Congrats! You’ve been released from the hospital and brought baby home! Now, besides trying to navigate the new challenges of bringing home a newborn, you are also probably navigating the numerous phone calls, texts and emails all asking the same question: “When can we come meet baby?” I remember so vividly, especially with my first, trying to get everyone over as soon as we could and feeling super stressed. But rest assured, I learned my lesson with my second child and here are my suggestions on how to deal with the wave of visitors who “just can’t wait to meet the new addition!”
- Give yourself time: Allow you and your family at least a few days to adjust to being home before welcoming visitors. You need time to get your sea legs and visits will be much more relaxing if you wait.

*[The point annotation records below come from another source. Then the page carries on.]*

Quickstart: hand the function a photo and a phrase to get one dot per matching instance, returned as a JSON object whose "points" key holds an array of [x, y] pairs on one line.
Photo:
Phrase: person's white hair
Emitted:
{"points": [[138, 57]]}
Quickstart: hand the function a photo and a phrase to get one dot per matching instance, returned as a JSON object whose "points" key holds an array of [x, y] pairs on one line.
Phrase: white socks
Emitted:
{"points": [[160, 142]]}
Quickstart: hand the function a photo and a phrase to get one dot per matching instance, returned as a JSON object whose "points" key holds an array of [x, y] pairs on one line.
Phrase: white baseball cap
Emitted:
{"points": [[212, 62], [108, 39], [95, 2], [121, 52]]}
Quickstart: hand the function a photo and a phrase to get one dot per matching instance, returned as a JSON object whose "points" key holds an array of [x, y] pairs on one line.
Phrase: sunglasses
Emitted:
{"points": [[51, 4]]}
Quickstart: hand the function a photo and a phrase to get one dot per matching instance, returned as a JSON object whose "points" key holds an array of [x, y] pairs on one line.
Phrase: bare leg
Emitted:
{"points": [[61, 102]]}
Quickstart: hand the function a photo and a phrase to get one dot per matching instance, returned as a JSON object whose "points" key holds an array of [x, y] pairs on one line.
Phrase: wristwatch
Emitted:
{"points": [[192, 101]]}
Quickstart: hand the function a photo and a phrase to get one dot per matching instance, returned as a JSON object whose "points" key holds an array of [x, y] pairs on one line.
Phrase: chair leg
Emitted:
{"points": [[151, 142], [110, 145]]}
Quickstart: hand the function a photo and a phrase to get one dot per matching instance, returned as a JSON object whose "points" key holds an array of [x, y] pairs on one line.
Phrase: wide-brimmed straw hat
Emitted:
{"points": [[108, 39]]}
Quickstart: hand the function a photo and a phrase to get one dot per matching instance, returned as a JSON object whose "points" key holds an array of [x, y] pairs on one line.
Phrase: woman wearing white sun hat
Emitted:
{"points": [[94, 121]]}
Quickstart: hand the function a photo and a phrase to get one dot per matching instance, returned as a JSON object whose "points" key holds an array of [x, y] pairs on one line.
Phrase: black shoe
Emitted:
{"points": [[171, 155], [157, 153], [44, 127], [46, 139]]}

- Space it out: Once you feel you are ready for visitors, don’t feel like they need to come all at once or over the course of a day or two. Having people over and answering questions is exhausting after you have just given birth so allow yourself time. Try and limit yourself to a visitor every other day or space it out in time periods that work best for your family.
- Work around your new “schedule”: I use the term schedule very lightly as most new babies don’t have one but be on the lookout for trends. Does baby get super fussy early evening? Does baby sleep most afternoons? The better you know what your day looks like, the better you can plan for visits. Pick times of day that work best for baby (and you!) so that you can enjoy the visit as much as you can.
- Manage expectations: You just had a baby and there is no better time to be as blunt as you possibly can when letting visitors know what to expect. Don’t be afraid to be stern about hand washing instructions and turning sick people away. And don’t forget to go easy on your own appearance: you do not need to look like a supermodel for visitors. They should feel lucky if you get in a shower!
- Know your visitor: When planning your visitors, it’s great to anticipate what kind of visit it’s going to be. Is it a college friend you haven’t seen in a while who you will need to be “on” for or is it your brother who will hold baby while you shower and close your eyes for 20 minutes? Try and take advantage of the visits that are more beneficial to you and space out the ones that might seem like more “work.”
- It’s ok to say NO: Just like you shouldn’t be afraid to lay down the expectations, you shouldn’t be afraid to say NO. Maybe baby didn’t sleep at all or maybe it’s just a difficult day for you. Either way, if you feel like it’s a not a good day, go with your instinct and reschedule. The visit will be much more enjoyable for everyone if it doesn’t feel forced.